植物園の中に牧野さんの生涯と業績を紹介する記念館と、別棟に蔵書や植物画を保管する「牧野文庫」があり、ここはあらかじめ予約した研究者しか入室できないのだが、考えてみれば僕も森林研究者ということになるんだから、東京から事務局に電話してみると、閲覧OKの返事をもらったのだ。

最初に植物園の温室を見る。次いで、庭園風の植物園を通りながら、牧野記念館の展示室に入る。機織り染色家の特別展も行われていたりして、建物はRCと集成材を使った立派なものだった。とにかく時間もないので、駆け足で見なければならないのが残念。
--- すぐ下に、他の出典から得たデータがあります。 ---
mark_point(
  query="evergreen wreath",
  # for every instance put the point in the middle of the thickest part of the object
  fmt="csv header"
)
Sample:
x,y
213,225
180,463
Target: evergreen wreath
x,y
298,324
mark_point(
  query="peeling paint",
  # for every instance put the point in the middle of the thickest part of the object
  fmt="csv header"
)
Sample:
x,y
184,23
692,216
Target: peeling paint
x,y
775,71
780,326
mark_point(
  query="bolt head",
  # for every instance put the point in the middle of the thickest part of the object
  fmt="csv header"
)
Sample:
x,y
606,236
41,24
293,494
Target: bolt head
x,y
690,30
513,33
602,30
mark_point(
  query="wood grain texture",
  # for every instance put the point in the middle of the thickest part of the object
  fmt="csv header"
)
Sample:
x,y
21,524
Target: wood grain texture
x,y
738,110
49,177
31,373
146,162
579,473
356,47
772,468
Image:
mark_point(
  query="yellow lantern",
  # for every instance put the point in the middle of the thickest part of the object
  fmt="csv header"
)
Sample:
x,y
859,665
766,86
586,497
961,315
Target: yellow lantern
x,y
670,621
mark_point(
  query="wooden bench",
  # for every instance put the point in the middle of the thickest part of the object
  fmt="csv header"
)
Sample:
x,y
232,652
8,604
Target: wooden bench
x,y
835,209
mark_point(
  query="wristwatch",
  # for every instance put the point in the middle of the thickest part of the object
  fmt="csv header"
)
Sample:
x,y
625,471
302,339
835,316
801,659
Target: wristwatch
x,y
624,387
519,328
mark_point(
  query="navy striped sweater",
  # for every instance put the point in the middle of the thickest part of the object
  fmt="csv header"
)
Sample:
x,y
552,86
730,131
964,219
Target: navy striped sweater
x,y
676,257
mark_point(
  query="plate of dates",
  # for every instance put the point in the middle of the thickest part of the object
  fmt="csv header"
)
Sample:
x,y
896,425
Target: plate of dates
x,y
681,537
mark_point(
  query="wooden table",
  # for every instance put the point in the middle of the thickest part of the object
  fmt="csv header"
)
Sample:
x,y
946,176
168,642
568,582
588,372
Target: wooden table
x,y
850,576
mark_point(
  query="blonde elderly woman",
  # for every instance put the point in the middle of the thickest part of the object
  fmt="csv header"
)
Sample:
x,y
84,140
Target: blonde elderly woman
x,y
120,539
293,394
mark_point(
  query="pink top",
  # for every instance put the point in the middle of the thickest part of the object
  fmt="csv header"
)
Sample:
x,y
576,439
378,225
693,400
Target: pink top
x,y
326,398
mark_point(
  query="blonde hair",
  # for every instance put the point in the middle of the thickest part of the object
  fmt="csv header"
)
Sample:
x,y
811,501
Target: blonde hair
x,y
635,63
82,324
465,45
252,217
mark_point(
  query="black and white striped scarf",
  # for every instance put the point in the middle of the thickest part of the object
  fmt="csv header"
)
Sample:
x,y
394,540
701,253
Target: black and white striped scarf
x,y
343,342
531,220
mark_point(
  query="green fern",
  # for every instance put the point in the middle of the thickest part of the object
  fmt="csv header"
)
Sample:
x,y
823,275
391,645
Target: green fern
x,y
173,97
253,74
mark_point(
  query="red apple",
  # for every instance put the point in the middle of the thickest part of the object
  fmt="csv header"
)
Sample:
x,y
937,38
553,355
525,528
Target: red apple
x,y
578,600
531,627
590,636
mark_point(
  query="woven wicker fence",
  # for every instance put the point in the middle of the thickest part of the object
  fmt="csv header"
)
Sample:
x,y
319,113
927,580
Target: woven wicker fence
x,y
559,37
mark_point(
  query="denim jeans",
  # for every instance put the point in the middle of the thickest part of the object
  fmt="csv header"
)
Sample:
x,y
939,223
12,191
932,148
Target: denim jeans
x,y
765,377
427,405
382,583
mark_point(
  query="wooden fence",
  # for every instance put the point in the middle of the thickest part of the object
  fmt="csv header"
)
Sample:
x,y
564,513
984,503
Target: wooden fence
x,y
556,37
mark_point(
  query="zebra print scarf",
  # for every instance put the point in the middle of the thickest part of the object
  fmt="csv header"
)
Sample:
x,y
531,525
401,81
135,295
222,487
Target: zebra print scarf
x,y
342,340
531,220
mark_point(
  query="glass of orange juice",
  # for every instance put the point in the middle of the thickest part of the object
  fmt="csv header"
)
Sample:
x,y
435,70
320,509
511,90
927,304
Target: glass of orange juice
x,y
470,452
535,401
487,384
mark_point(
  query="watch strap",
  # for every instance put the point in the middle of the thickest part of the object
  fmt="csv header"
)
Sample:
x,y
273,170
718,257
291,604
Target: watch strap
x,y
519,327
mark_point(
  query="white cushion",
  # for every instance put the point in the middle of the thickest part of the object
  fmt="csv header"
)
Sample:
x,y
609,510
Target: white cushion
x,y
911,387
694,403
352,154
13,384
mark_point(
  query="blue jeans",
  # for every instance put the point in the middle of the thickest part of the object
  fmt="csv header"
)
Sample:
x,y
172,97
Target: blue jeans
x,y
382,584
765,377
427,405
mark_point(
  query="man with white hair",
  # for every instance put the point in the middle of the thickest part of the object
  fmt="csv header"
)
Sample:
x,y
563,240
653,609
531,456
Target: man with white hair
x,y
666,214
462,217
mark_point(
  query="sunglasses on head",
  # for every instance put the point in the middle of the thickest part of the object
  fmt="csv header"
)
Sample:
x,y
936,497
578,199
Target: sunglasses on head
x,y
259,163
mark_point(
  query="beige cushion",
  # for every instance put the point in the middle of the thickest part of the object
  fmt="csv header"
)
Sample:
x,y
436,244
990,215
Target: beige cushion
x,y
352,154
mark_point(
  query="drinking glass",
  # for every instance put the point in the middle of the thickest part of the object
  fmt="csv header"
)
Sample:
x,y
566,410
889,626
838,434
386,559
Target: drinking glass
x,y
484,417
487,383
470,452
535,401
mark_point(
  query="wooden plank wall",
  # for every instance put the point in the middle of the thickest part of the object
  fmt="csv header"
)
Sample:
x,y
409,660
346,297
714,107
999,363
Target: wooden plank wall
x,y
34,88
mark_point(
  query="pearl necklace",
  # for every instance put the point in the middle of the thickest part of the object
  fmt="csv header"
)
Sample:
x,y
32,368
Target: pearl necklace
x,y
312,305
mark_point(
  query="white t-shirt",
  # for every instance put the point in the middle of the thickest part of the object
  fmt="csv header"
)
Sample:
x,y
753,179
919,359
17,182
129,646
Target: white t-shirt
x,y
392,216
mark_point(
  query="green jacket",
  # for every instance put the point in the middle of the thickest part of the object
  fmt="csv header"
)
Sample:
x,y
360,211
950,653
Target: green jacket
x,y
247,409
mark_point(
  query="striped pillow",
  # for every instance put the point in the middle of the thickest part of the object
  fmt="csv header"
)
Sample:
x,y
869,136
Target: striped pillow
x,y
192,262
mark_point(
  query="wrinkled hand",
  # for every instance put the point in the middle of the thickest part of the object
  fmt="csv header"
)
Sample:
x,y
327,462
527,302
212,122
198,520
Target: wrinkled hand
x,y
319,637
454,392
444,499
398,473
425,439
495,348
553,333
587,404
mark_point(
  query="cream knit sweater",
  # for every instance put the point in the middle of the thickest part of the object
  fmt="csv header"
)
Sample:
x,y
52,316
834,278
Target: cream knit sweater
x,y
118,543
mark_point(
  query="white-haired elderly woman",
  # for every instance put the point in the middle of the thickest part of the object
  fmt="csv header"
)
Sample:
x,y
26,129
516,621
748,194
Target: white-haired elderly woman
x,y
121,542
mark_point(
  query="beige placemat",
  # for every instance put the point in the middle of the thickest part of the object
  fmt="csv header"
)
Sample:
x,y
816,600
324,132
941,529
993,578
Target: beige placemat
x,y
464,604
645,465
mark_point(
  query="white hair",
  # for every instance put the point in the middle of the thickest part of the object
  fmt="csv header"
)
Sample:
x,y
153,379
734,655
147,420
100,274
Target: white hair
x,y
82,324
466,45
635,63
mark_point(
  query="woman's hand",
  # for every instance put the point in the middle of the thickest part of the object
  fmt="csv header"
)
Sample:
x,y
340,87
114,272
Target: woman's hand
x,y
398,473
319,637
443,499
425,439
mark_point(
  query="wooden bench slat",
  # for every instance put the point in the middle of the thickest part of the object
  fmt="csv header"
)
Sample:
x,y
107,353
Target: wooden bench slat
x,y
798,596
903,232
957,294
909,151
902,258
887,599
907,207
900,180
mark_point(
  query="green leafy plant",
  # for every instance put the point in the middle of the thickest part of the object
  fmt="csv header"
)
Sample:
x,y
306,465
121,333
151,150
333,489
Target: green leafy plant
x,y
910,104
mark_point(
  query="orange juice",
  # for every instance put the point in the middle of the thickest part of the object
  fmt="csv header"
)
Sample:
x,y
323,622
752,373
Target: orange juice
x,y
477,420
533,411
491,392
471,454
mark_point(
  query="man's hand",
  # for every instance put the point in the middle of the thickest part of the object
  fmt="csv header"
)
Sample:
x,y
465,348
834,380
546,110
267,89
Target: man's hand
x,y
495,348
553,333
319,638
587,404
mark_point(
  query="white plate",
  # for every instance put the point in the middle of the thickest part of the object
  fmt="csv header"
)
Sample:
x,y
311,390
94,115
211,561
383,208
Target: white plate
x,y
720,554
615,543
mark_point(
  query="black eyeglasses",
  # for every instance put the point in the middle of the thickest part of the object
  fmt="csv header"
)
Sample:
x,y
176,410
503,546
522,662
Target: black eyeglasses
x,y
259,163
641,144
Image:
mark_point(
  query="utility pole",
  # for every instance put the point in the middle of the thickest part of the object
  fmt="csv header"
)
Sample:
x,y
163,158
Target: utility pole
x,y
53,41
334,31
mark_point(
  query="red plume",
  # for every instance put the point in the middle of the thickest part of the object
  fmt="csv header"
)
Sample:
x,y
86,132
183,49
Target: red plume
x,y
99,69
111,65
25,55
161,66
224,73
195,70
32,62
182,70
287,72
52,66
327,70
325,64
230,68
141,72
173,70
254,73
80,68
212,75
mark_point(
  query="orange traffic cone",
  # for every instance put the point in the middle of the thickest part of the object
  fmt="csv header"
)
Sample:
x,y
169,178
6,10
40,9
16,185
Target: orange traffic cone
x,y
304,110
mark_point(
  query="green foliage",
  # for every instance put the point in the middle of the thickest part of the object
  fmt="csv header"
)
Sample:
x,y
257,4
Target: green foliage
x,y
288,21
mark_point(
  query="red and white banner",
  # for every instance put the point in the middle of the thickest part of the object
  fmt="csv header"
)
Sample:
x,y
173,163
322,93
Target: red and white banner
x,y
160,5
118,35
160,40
中には喫茶室やレストランもあり、お客さんもけっこう入っている。


日本の植物2500種の新種を発見・命名した牧野さんの生涯は、植物学に全身全霊を傾けた凄まじいものだった。研究のために購入した書籍の借金が、いまの金額にして1億円以上に脹らんだこともあるという。この人を支えた奥さんも凄いと思った。なにより牧野さん直筆の植物画は、予想をはるかに超える完成度で驚いてしまった。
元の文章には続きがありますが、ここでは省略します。